Граф Раймон недолго прожил в браке с Бургинь — редкостном, даже и небывалом для такого знатного сеньора браке по любви. Вскорости после смерти графа-отца, Раймона Пятого, король Иоанн Английский предложил графу-сыну в жены свою сестру — а вместе с нею и выгодную, дружелюбную политику, «друг за друга против всех», то есть против жадного короля франков. А графу тулузскому, чьи владения граничат с английской Аквитанией, от такого предложения грех отказываться. Не знаю, страдал ли граф Раймон, расставаясь с Бургинь; не знаю, способен ли он вообще в те годы был на такую привязанность, которая пересилила бы его способность здраво соображать, что будет лучше для города и для народа. Как бы то ни было, он развелся с Бургинь — через полгода «брака по любви», вероятно, поняв, что таковой для графа является недоступной роскошью — и отправил палестинскую аквитанку обратно к отцу, должно быть, присовокупив к отъезжающей даме немало умиротворяющих даров, новых котт, рубашек и платьев. Я не знаю, что он говорил ей на прощание. Нам этого никогда не узнать, а домысливать — больно и стыдно.

Мы знаем только то, что знаем наверняка: что в конце лета 1196 года граф Раймон со свитою выехал из Тулузы к северу, направляясь в Гавр, чтобы оттуда отплыть в Англию, к новому браку. А по дороге остановился он в нашем маленьком фьефе — дело было уже в сентябре — и задерживался у нас целых три дня. Причиною же такой задержки стала моя матушка, госпожа Амисия, которая в отсутствие мужа приняла неожиданного знатного гостя со всем возможным вежеством… Если не считать, что она была очень несчастна, очень молода, что она, в конце концов, сразу же влюбилась в него.

Матушка сказала, что влюбилась в него безрассудной любовью — в тот миг, когда он придержал ей стремя, помогая сойти с коня. Они в первый же день возвращались с короткой прогулки (до моста, посмотреть на закат и заказать егерям доставить в сеньорский дом нынче же к вечеру хоть какой свежей дичи, а мужикам — принести молока; матушка подсуетилась сама сделать распоряжения, а куртуазный гость вызвался ее сопроводить).
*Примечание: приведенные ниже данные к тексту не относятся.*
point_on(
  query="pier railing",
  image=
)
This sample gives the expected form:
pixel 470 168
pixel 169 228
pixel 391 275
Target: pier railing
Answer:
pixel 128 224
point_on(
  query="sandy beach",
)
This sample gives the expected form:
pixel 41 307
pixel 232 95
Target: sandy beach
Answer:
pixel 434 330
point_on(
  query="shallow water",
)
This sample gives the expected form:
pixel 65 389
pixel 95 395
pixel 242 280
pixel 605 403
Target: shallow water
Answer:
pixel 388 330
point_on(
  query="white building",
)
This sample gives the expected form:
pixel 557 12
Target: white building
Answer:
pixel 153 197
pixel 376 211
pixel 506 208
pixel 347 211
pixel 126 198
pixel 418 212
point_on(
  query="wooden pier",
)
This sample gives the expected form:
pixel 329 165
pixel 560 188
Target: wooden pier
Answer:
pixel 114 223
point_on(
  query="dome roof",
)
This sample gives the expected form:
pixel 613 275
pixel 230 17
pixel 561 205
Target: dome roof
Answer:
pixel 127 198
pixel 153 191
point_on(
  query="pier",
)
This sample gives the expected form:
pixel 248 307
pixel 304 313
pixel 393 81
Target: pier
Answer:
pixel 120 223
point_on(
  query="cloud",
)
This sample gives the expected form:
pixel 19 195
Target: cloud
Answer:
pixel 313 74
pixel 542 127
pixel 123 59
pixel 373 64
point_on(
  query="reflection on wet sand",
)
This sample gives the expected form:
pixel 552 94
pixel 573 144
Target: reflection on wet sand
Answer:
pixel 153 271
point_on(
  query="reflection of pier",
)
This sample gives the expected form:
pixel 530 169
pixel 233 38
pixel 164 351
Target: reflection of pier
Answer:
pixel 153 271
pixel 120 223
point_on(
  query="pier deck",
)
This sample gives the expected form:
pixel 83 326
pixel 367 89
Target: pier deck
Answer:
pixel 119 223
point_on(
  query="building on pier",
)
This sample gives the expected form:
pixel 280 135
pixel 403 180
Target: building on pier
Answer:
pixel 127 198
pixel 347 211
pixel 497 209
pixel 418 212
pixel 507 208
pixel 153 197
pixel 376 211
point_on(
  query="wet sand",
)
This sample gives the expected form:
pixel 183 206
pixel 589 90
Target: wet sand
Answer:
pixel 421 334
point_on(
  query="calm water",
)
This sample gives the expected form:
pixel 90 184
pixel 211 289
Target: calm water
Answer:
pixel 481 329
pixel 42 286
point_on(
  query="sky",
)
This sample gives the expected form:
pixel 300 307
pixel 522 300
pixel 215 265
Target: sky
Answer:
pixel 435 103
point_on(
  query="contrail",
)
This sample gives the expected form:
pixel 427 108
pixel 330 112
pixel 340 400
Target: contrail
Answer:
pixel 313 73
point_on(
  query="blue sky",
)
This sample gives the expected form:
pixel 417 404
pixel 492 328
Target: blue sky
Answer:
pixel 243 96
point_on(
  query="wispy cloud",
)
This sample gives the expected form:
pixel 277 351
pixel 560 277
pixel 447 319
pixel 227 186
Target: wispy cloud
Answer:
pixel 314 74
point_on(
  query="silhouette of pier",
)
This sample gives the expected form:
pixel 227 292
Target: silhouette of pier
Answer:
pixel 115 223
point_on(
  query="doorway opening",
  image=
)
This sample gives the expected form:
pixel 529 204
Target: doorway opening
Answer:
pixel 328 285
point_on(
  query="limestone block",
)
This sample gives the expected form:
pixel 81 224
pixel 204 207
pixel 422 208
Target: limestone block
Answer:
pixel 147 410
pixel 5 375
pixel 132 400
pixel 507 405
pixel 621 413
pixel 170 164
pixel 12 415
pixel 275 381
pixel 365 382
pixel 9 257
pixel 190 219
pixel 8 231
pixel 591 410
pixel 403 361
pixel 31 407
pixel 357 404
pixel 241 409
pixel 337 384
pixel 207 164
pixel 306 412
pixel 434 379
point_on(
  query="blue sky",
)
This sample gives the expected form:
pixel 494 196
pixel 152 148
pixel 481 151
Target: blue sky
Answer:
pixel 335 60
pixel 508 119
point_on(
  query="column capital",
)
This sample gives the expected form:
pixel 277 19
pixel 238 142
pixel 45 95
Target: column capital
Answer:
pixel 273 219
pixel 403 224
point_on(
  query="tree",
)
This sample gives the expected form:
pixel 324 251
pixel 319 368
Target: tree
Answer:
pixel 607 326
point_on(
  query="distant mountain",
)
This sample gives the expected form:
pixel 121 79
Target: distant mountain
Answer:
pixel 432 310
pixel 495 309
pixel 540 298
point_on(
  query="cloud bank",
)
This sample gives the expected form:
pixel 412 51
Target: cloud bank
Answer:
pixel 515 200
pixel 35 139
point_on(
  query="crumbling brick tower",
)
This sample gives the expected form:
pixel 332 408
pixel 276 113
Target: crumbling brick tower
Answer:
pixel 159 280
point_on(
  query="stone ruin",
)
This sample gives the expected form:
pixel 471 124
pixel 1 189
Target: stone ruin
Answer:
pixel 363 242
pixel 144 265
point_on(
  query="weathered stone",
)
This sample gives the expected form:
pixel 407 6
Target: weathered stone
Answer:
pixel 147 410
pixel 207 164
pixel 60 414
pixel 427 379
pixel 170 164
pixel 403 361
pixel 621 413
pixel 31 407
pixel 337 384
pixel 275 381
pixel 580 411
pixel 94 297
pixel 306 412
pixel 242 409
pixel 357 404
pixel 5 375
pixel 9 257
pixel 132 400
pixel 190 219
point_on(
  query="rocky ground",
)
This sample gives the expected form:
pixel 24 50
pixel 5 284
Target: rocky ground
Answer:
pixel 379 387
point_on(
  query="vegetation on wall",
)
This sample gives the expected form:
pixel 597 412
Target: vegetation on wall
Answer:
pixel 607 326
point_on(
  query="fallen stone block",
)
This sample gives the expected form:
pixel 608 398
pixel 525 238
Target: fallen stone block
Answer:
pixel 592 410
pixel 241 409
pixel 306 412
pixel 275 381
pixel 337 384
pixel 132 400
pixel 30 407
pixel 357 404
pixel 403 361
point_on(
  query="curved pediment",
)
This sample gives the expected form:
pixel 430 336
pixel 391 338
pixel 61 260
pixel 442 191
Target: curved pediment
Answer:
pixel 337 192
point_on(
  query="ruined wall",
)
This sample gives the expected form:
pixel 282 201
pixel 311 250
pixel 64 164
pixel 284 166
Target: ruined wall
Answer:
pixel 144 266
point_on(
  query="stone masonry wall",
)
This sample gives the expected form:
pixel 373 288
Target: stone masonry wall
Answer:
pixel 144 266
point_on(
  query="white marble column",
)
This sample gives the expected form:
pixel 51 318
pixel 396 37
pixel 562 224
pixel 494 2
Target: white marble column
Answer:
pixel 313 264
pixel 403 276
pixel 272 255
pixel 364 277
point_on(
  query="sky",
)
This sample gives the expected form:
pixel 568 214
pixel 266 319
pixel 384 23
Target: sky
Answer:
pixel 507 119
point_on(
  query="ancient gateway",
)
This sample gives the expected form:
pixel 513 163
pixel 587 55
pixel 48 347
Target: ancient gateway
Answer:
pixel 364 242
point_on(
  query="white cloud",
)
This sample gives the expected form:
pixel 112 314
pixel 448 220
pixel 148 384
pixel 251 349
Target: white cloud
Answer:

Он придержал ей стремя на нашем гладко утоптанном, загаженном дворе, и вечернее солнце светило ему в спину, окружая голову красноватым ореолом, и моя бедная матушка в первый раз поняла — частью своего разума, оказывается, давно изголодавшейся по небывалому добру — что прикосновение мужской руки может доставлять радость. Она не подумала, что это грешная радость. Она тогда вовсе не умела думать.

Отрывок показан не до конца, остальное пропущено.